JD.ID tercatat sebagai perusahaan rintisan Indonesia keenam yang berhasil memasuki valuasi bisnis Unicorn senilai USD 1 miliar – menyusul beberapa nama tenar seperti Gojek, Tokopedia, Traveloka, Bukalapak, dan OVO. Ketika JD.ID membuka bisnisnya di Indonesia pada November 2015 lalu, JD.ID berhubungan langsung dengan sejumlah pemain e-commerce dengan basis pasar yang besar, seperti Shopee, Blibli, dan Lazada. Bisnis JD.ID yang menawarkan barang elektronik, makanan segar, dan hiburan – seperti JD.com – berkembang pesat sejak saat itu.

Pada Februari 2019, JD.ID masuk dalam putaran pertama pendanaan Seri F Gojek, menjadi unicorn pertama. Putaran modal tersebut diprakarsai oleh beberapa investor besar seperti Google dan Tencent. Ada juga modal dari perusahaan besar seperti Mitsubishi Corporation dan Provident Capital yang mendukung jalur bisnis JD.ID.

Dalam keterangan resminya, Setya Yudha Indraswara, Head of Corporate Communications and Public Affairs JD.ID mengungkapkan, penutupan layanan JD.ID merupakan bagian dari strategi JD.com untuk membangun jaringan distribusi lintas batas. “Dengan logistik dan pergudangan sebagai inti bisnisnya,” ujarnya.

Di tengah penetrasi internet berbasis mobile, semakin banyak barang yang dibeli melalui transaksi customer-to-customer (C2C), khususnya melalui media sosial atau dikenal dengan social commerce. JD.ID tampaknya telah beberapa kali mengubah model bisnisnya untuk mengakomodasi pembeli lokal, tetapi gagal.

Beban bisnis

Direktur Eksekutif Center for Economic Reform Indonesia (CORE), Mohammad Faisal, memperkirakan beban bisnis perusahaan digital akan semakin besar, terutama yang bergerak di bidang logistik dan lokapasar. Menurutnya, inflasi dapat menyebabkan akumulasi biaya distribusi barang antar pulau di dalam negeri melebihi biaya ekspor. “Karena ada tambahan biaya energi, biaya bahan baku, dan biaya staf rumah tangga,” katanya.

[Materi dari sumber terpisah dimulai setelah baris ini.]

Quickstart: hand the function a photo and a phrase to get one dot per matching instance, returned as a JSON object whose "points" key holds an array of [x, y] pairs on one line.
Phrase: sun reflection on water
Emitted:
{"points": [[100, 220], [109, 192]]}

Ketua Asosiasi Modal Ventura Startup Indonesia (Amvesindo) Eddi Danusaputro memastikan aliran investasi ke perusahaan digital masih terus berlanjut.

Namun, investor bisa lebih ketat dalam menyaring tujuan modal. Investasi cenderung mengalir ke startup yang dapat mendorong arus kas dan meningkatkan keuntungan. Beberapa industri startup yang ia prediksi masih bertahan saat ini adalah pertanian, kesehatan, hiburan, dan logistik. “Mereka masih dibutuhkan untuk kebutuhan sehari-hari.”

Sementara itu, pada 6 November lalu, Gubernur Bank Indonesia Perry Warjiyo memprediksi transaksi e-commerce tumbuh menjadi Rp 572 triliun pada 2023.

Bank Indonesia sebelumnya mencatat target transaksi e-commerce Rp 489 triliun pada 2022 belum tercapai. Data awal BI menunjukkan transaksi e-commerce tahun lalu hanya sekitar Rp 476 triliun. Salah satu penyebabnya adalah pergerakan masyarakat yang sudah sembuh pasca relaksasi Pembatasan Kegiatan Normal (PPKM).